Angers hatten wir schon lange hinter uns gelassen. Kuhweiden, kleine Wäldchen und Kornfelder säumten die Straße, die wir entlangfuhren. Courléon war so klein, dass die Schilder an den Rändern sich gar nicht erst bemüßigt fühlten, dessen Existenz zu erwähnen. Aber da ich die Strecke in- und auswendig kannte, wusste ich, dass wir fast eine Stunde zu fahren hatten.

»Weißt du noch, wie du als Jugendliche immer behauptet hast, bei uns würde nie etwas Spannendes passieren?«, fragte Maman. »Dabei waren wir sogar mal in den Nachrichten.«

»Maman, das war vor elf Jahren.« Ich rollte mit den Augen. Nach einem heftigen Unwetter war in Courléon zwei Tage lang der Strom ausgefallen. Reporter waren damals erschienen, um im Fernsehen das Dorf vorzustellen, das sich unfreiwillig im Mittelalter befand.

»Jedenfalls kannst du nicht länger behaupten, in Courléon wäre es langweilig. Aufregende Dinge sind im Gange.«

»Aufregende Dinge?« Langsam begann mein Hirn, die Hinweise zu verknüpfen. »Haben sie etwa mit der Heerschar von Gästen zu tun, die plötzlich in die Auberge ziehen?«

»O ja, das haben sie!« Selbst vom Beifahrersitz aus bemerkte ich, wie meine Mutter von einem Ohr zum anderen zu strahlen begann.

»Aha.« Aufregende Dinge waren in Courléon meistens, dass Monsieur Bernouille ein Schwein schlachtete. Aber dafür würden wohl keine zwanzig Leute anreisen. »Magst du mir verraten, was genau das für aufregende Dinge sind?«

»Nein, noch nicht. Ich spanne dich lieber noch ein bisschen auf die Folter. Erzähl du stattdessen etwas von dir. Solltest du nicht langsam mal fertig werden mit deiner Uni?«

Dieser Themenumschwung kam so überraschend, dass ich mich kurz an meinem Éclair verschluckte. »Ja, na ja«, erwiderte ich, nachdem ich ausführlich gehustet hatte. »Ja. Mir fehlt nur noch eine letzte Prüfung, aber die hat es … ganz schön in sich.«

»Verstehe.«

»Aber ich kriege das schon hin«, antwortete ich hastig. »Ich werde lernen bis zum Umfallen, und dann kriege ich das hin!«

»Natürlich wirst du das. Um dich mache ich mir gar keine Sorgen.« Maman nahm eine Hand vom Lenkrad, um beruhigend meinen Unterarm zu tätscheln.

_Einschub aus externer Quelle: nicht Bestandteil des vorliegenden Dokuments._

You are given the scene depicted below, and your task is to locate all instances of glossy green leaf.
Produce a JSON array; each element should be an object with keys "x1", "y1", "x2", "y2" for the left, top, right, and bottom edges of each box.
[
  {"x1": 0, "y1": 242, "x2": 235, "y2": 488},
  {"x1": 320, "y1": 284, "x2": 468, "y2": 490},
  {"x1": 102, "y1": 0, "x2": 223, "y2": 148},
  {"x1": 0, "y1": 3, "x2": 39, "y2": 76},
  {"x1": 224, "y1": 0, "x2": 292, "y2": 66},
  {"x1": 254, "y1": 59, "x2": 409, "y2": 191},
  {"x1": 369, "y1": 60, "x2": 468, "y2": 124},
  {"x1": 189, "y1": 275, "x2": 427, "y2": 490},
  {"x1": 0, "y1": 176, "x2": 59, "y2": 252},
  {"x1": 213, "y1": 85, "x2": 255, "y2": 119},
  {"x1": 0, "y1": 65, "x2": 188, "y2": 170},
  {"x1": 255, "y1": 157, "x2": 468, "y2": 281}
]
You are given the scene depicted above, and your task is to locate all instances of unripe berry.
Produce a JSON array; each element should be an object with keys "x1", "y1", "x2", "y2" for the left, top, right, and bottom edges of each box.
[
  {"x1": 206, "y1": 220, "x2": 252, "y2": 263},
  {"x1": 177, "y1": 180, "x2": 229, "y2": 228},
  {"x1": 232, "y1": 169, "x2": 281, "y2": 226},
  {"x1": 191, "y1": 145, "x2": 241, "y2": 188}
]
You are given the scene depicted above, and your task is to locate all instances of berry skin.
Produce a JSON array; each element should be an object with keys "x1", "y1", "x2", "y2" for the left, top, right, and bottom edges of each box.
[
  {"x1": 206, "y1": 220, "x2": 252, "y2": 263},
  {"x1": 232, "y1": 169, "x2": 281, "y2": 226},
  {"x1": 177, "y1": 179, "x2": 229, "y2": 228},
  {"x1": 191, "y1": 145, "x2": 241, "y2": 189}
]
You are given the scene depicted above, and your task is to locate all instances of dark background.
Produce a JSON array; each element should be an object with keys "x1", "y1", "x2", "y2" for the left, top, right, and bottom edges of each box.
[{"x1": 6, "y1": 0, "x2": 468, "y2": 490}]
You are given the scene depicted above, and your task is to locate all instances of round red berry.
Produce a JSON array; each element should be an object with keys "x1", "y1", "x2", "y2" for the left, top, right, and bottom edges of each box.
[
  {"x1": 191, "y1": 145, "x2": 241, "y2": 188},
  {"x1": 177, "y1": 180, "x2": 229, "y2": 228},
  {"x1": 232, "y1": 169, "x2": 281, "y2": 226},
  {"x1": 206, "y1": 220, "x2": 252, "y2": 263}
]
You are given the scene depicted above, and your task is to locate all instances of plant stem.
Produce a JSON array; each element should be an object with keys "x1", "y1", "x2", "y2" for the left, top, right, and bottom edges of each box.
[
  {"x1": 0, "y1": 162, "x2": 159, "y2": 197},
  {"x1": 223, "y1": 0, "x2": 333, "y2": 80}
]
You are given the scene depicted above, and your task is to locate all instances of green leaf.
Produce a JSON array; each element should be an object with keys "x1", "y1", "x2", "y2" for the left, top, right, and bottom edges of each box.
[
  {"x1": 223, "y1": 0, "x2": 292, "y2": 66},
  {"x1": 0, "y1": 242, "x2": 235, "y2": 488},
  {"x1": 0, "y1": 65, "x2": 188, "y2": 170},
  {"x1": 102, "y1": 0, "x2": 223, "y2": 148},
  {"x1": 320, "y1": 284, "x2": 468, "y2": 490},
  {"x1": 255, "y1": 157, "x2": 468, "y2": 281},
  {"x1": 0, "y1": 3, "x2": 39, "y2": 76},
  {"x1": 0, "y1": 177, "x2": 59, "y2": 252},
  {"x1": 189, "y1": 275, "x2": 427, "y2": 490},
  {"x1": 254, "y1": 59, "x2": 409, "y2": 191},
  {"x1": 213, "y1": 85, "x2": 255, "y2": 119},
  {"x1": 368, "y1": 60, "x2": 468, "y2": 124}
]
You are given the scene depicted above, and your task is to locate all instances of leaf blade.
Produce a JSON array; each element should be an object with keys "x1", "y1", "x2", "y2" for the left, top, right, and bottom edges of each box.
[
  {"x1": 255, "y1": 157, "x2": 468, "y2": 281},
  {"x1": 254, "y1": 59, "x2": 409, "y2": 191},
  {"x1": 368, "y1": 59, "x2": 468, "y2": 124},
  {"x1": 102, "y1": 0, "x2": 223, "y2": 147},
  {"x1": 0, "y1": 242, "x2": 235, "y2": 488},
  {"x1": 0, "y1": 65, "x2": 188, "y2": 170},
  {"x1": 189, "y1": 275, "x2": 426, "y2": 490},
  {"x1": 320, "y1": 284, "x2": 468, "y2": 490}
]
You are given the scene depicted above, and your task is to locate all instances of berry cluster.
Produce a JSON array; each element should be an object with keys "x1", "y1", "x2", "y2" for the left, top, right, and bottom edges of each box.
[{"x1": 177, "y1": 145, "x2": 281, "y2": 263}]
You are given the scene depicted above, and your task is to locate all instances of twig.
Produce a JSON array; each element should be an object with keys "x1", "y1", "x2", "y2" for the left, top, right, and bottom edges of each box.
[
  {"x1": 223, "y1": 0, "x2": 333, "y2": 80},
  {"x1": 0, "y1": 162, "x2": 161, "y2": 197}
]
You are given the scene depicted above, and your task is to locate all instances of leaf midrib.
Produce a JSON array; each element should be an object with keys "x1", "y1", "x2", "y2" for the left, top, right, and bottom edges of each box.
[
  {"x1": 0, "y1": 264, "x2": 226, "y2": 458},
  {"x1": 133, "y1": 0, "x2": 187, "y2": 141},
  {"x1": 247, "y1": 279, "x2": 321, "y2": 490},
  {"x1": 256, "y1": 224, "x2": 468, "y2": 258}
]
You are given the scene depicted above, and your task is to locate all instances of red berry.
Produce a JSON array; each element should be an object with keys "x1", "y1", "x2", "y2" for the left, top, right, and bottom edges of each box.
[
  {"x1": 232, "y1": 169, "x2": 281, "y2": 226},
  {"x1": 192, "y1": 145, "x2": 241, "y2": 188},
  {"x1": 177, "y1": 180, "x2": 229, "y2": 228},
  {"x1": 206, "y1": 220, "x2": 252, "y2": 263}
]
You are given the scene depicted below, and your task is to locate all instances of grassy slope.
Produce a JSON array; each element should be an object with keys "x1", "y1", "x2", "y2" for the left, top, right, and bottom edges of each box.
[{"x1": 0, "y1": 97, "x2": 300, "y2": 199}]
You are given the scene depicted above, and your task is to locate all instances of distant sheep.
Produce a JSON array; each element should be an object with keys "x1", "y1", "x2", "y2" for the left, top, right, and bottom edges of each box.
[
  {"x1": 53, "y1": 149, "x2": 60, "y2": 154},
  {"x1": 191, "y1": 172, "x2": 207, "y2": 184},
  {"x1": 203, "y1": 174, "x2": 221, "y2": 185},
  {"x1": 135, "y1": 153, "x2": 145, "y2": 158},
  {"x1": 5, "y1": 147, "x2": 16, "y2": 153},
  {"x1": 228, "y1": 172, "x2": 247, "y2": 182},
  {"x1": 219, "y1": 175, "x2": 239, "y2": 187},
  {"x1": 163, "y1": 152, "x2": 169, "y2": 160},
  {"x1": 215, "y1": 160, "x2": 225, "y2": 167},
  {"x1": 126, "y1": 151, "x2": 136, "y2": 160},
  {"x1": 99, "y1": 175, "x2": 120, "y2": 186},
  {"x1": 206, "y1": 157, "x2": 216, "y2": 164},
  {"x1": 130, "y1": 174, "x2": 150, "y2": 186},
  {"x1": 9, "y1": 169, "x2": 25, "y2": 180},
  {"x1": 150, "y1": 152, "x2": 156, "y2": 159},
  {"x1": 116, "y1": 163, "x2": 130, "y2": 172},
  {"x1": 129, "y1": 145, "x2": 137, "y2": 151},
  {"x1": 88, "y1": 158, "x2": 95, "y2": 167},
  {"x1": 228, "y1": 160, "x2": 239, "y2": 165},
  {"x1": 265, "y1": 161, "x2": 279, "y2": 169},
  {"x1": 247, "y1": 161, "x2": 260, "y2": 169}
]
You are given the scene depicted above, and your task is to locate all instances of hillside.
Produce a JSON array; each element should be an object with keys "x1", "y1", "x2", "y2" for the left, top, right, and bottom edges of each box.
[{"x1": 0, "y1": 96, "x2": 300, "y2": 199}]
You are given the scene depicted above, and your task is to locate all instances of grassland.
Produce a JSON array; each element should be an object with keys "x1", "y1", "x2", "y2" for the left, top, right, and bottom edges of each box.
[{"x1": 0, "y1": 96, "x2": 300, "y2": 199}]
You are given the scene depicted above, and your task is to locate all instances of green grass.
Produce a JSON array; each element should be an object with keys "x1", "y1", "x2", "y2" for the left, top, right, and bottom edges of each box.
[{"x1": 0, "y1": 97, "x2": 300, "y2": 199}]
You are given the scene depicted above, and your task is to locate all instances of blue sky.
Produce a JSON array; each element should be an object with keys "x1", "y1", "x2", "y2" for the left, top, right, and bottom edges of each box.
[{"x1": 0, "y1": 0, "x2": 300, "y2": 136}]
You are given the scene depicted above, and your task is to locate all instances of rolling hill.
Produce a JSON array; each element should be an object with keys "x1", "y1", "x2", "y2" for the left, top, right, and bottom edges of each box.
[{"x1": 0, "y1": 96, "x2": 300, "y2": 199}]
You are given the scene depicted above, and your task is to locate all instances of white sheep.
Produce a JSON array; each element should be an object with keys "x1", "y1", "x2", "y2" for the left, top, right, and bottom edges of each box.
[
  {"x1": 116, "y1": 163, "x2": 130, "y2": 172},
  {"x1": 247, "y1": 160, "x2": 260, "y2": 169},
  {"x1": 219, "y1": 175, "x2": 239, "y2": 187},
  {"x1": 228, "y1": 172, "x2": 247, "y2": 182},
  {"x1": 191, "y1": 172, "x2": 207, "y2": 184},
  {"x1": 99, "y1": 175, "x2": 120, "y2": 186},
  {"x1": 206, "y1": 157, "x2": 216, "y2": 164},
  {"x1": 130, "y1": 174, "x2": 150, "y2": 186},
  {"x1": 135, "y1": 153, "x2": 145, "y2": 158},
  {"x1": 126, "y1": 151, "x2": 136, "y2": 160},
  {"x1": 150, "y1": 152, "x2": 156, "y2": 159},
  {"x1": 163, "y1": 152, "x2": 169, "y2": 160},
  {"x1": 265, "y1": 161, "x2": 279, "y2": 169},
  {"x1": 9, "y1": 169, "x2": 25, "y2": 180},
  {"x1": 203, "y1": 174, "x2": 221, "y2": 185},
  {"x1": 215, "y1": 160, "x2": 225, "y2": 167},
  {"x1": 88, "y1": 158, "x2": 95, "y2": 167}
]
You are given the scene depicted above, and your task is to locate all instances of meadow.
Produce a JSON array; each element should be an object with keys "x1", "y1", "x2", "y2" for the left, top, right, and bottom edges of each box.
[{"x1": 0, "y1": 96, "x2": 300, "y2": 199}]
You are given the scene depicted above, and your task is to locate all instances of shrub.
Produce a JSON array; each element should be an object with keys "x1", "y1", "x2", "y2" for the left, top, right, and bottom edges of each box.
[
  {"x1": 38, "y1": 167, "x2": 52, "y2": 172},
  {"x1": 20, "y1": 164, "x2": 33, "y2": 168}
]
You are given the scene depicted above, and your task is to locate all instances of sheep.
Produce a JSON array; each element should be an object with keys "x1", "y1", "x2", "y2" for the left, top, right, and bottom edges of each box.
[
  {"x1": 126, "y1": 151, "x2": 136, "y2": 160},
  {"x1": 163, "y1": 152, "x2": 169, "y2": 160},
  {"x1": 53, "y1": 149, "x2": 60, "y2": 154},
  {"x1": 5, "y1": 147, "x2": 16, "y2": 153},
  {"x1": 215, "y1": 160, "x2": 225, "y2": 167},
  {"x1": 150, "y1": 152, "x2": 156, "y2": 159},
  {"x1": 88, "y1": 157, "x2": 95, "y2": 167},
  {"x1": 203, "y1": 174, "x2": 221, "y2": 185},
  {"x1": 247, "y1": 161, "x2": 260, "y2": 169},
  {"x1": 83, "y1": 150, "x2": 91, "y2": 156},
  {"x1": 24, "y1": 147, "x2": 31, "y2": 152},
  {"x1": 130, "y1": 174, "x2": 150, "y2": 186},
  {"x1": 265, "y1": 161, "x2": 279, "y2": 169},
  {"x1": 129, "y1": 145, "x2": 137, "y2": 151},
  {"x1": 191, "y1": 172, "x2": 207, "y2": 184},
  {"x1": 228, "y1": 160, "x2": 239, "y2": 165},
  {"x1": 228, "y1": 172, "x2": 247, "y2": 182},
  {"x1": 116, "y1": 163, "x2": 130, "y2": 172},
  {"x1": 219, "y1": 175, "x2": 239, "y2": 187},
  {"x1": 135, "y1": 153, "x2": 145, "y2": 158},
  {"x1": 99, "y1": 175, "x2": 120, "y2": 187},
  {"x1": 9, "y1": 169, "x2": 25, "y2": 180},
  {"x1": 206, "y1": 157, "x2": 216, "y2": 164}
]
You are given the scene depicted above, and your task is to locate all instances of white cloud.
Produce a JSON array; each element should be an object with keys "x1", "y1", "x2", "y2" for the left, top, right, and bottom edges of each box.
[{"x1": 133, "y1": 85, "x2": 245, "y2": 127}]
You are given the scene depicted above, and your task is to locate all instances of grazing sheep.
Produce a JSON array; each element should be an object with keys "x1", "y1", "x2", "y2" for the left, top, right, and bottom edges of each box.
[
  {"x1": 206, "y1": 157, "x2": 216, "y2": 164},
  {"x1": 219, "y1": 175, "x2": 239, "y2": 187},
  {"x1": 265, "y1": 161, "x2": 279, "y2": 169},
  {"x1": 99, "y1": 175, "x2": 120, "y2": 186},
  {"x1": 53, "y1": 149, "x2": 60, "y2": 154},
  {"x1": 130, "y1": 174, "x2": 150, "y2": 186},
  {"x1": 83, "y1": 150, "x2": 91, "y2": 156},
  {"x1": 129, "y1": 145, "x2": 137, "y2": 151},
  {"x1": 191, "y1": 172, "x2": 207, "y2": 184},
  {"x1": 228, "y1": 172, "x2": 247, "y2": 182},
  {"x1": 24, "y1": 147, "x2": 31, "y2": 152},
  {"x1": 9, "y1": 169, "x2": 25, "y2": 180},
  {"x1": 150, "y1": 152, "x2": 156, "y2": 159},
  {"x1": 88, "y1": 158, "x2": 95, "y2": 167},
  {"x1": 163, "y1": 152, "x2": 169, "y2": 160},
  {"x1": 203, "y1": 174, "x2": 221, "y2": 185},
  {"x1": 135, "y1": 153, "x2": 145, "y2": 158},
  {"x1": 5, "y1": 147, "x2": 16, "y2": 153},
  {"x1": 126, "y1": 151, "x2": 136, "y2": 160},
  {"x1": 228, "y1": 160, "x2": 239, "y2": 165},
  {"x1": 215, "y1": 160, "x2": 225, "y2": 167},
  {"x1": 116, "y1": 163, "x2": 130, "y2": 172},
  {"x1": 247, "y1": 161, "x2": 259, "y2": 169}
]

Zu meiner Bestürzung spürte ich auf einmal einen dicken Kloß in meinem Hals. Am liebsten hätte ich meiner Mutter erzählt, wie oft ich schon durch die Prüfung gefallen war. Ich wusste selbst nicht so genau, was mich zurückhielt.

»Ich mache mir schon Sorgen«, sagte ich lediglich.

»Ach, zum Grübeln hast du später noch Zeit. Genieß lieber die Fahrt.« Also blickte ich wieder nach vorn durch die Windschutzscheibe und hörte in der darauffolgenden Stunde dem Radio zu oder meiner Mutter mit dem neustem Klatsch aus Courléon. Schließlich bogen wir von der Landstraße auf einen kleineren schlecht geteerten Weg ein, der in einem sandigen Feldweg endete. Dort befand sich Courléon. Eine Handvoll Häuser, Bauernhöfe, ein bereits vor vielen Jahren vernagelter Dorfladen und jede Menge Kuhställe. Die meisten Gebäude waren aus Naturstein, teilweise sogar noch mit Strohdächern gebaut.

Ich erspähte am Ende des Weges die Krone der dreihundertjährigen Eiche, unter der sich der Boule-Platz des Dorfes befand. Ein Ort, der fast ebenso häufig besucht wurde wie die kleine mittelalterliche Kapelle. Hier hatten meine Eltern geheiratet, und ich wurde dort getauft, doch ich wusste von beiden Ereignissen leider keine Details mehr.

Mir sprang allerdings etwas anderes ins Auge, als meine Mutter in Schritttempo durchs Dorf fuhr. In Courléon parkten jede Menge Autos. Und damit meinte ich nicht die üblichen alten Peugeot-Modelle und Traktoren, sondern schicke Autos, wie man sie eher in der Stadt zu sehen bekam. Und schwarze Kastenwagen mit getönten Scheiben, die den Eindruck erweckten, als gehörten sie einem Geheimdienst. Langsam dämmerte mir, dass Maman tatsächlich nicht übertrieben hatte. In Courléon passierte wohl wirklich etwas Außergewöhnliches.

Ich setzte mich aufrechter hin, um alles besser betrachten zu können. Wir waren nun fast bei dem Gasthof angekommen, den meine Eltern führten und in dem ich aufgewachsen war. Das drei Stockwerke hohe Gebäude war ein ehemaliger Bauernhof, und das nachträglich darauf gebaute dritte Stockwerk sah beinahe so aus wie eine dicke Sahneschicht auf einem hellbraunen Tortenboden.

Über der Eingangstür hing ein großes Schild aus Holz, auf dem in verschnörkelten Buchstaben L’auberge Vinet stand. An den breiten rechteckigen Fenstern hingen Blumenkästen mit hellrosa Blüten.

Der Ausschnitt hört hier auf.